Questo tipo di indicente può però avere conseguenze non indifferenti: se è vero che gli attaccanti sono riusciti ad avere informazioni dettagliate sui clienti di Aruba Central, potrebbero usarle per successivi attacchi.
La telefonata che ha violato Robinhood.
"Una telefonata salva la vita" recitava un vecchio spot della Telecom, era il 1994. In questo caso, invece, è stato il mezzo per un attacco informatico: parliamo di vishing.
Il vishing è una truffa che usa come strumento il telefono. In sostanza, l'attaccante finge di essere un altra persona per riuscire ad avere informazioni riservate o credenziali di accesso. E' l'equivalente del phishing, che invece usa l'email.
Di norma una tecnica del genere è l'apice di attività di social engineering, ovvero di raccolta di informazioni sulla vittima, affinché il contatto telefonico diventi il più realistico possibile.
Non sottovalutiamo questo aspetto: spesso, durante le giornate lavorative, prestiamo poca attenzione a "chi c'è dall'altra parte del telefono": se qualcuno riesce a spacciarsi per - ad esempio - un fornitore, un tecnico esterno o un collega, il rischio di cadere nel tranello è molto alto.
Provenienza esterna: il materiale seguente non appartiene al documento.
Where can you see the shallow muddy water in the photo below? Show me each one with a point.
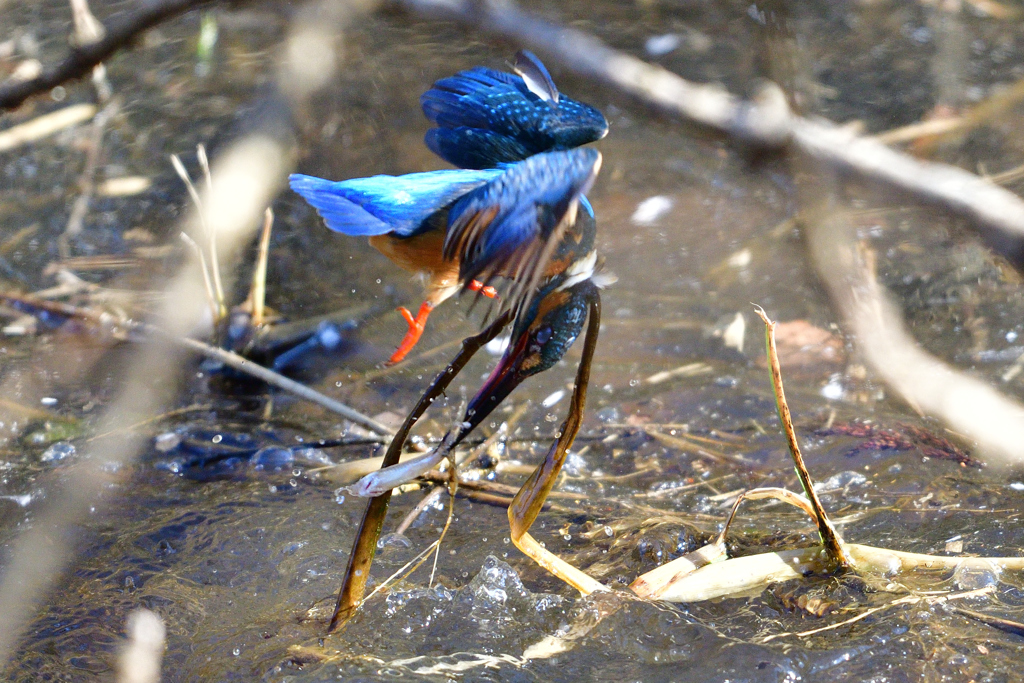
(239, 540)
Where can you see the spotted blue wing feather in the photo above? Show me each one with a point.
(511, 225)
(474, 147)
(511, 116)
(383, 204)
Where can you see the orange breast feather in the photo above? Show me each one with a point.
(421, 253)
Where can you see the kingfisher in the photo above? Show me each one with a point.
(485, 118)
(487, 123)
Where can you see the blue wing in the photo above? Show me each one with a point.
(385, 203)
(474, 147)
(511, 225)
(485, 118)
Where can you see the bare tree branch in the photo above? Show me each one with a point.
(117, 34)
(764, 121)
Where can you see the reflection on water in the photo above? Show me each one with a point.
(238, 539)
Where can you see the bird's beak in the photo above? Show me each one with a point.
(505, 377)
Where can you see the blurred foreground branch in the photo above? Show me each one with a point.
(247, 177)
(766, 121)
(114, 35)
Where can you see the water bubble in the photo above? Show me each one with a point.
(972, 575)
(272, 458)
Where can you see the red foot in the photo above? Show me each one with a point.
(415, 331)
(477, 286)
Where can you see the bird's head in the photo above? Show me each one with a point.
(542, 335)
Robinhood è un app di trading, che permette ai propri clienti di svolgere investimenti in maniera semplice e veloce, anche in criptovalute.
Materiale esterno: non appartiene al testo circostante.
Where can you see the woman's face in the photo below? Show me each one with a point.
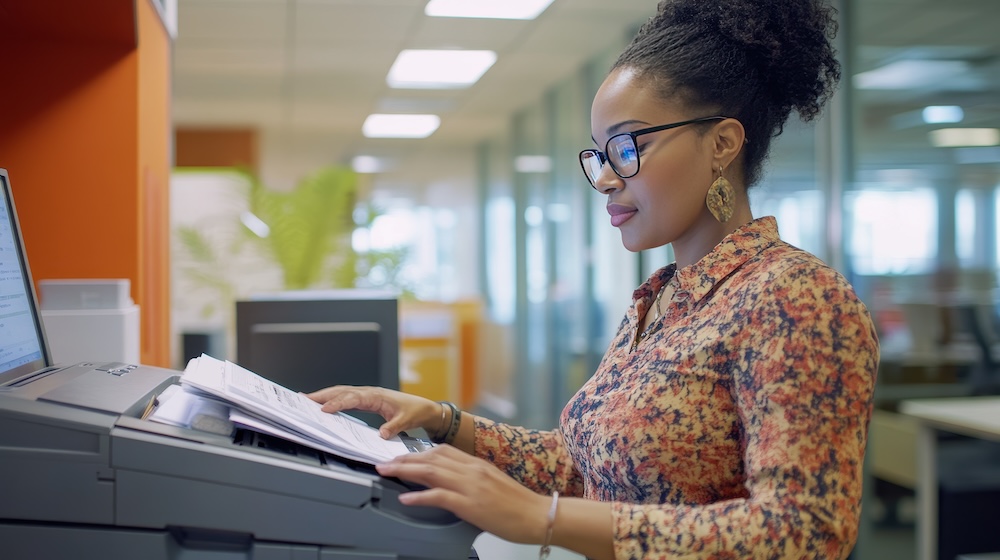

Sembra che il criminale informatico abbia contattato telefonicamente l'assistenza, fingendosi un collega autorizzato, chiedendo alcune credenziali di accesso.
La vittima purtroppo ci è cascata: il risultato è stato un furto di informazioni riguardante sembra più di 7 milioni di clienti.
Alcune indiscrezioni riferiscono che successivamente l'azienda ha ricevuto una richiesta di riscatto per non divulgare i dati rubati: il classico schema della doppia estorsione, anche se in questo caso non c'è stato uso di ransomware.
Questo caso deve farci riflettere sempre di più su quanto sia importante verificare l'identità delle persone con cui abbiamo contatti, sia via email che telefonicamente.